As the Thanksgiving season comes to a close and we are fast approaching the holiday season, it is important to touch on the fact that the holidays bring out mixed emotions, ranging from joy to sadness. For those who struggle with mental health problems, the holidays often worsen stress, anxiety, and depression.
During the holiday season, there are many ways that anxiety and depression may show up in someone’s life. Whether it be the financial burden of gift giving, or traveling, or feeling overwhelmed with a packed calendar to feelings of loneliness for those who cannot be with or do not have a close group of families or friends – there are lots of challenges to face. However, there is hope to get through!
The National Alliance on Mental Illness (NAMI) posted an article in 2017 on how to manage your mental health during the holidays. Here are some of their tips:
- Practice Mindfulness
- When feeling overwhelmed, practice mindfulness. Mindfulness is defined as a “mental state achieved by focusing one’s awareness on the present moment”. Mediation is a great way to practice mindfulness and there are many online guided mediations for beginners.

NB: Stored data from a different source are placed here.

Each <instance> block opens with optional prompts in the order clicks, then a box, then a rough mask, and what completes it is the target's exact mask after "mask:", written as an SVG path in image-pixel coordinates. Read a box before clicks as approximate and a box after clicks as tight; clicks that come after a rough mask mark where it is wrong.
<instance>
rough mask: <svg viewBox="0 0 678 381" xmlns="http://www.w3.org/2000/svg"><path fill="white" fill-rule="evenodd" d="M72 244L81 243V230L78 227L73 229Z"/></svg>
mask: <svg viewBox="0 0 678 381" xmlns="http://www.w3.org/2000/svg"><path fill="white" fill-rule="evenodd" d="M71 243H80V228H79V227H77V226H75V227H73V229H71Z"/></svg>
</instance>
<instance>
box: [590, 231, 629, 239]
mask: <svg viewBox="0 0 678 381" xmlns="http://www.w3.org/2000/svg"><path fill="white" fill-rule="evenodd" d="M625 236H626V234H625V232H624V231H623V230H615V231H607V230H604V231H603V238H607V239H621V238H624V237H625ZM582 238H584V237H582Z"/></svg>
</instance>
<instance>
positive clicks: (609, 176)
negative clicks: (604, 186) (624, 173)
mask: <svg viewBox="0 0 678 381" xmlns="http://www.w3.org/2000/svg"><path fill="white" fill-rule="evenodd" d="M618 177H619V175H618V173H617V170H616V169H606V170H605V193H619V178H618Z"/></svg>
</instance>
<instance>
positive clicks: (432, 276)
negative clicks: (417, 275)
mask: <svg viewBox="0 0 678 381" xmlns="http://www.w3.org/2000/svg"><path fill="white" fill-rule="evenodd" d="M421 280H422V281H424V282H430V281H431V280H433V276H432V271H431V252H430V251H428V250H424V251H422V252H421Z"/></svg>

- Don’t Relay on Drugs and Alcohol
- While drugs and alcohol seem like an easy escape from the tough times, and even be present at holiday parties, these substances can ultimately worsen your issues. Before the holidays, figure out a healthy alternative coping mechanism such as music, walking, mediation or just something you enjoy doing.
- Soak up the Sun
- If you are in a sunny climate, take advantage of the rays! Especially those who suffer with Major Depressive Disorder with a Seasonal Pattern – bright lights can help ease the symptoms. Additionally, taking a walk or just spending time in nature can provide stress relief and improve mental energy. Also, for those who are in less sunny climates, Happy Lamps are also a great alternative!
- Set Realistic Expectations
- Additionally, to add stress during the holidays, people often find themselves reflecting on what they have accomplished over the past year. This often brings stress and anxiety to those who feel like they have not reach all the milestones they set for themselves. Get yourself out of this head space by creating realistic goals and try not to be so hard on yourself.
- Get out and move! Exercise stimulates the body and produces endorphins, which is known as the body’s “feel-good” hormone. At the same time, while exercising, one can take a break from their current concerns and negative thoughts because their focus is elsewhere. Click here to see a list of great exercise options!
- On the same note, volunteering can also distract the mind from those negative thoughts that often pop up. Volunteer at a local soup kitchen or at a local charity. By volunteering, you can reduce your stress and can combat depression by providing one with a sense of accomplishment. Additionally, you can form bonds with those around you – expanding your social network.
In the end, holidays are not always an easy time for all. We hope that we have provided you with some helpful tips that can make the holiday season a little more enjoyable. Just know that there is always someone out there willing to offer a helpful hand, all you need to do is reach out.
“Just as despair can come to one only from other human beings, hope, too, can be given to one only by other human beings.”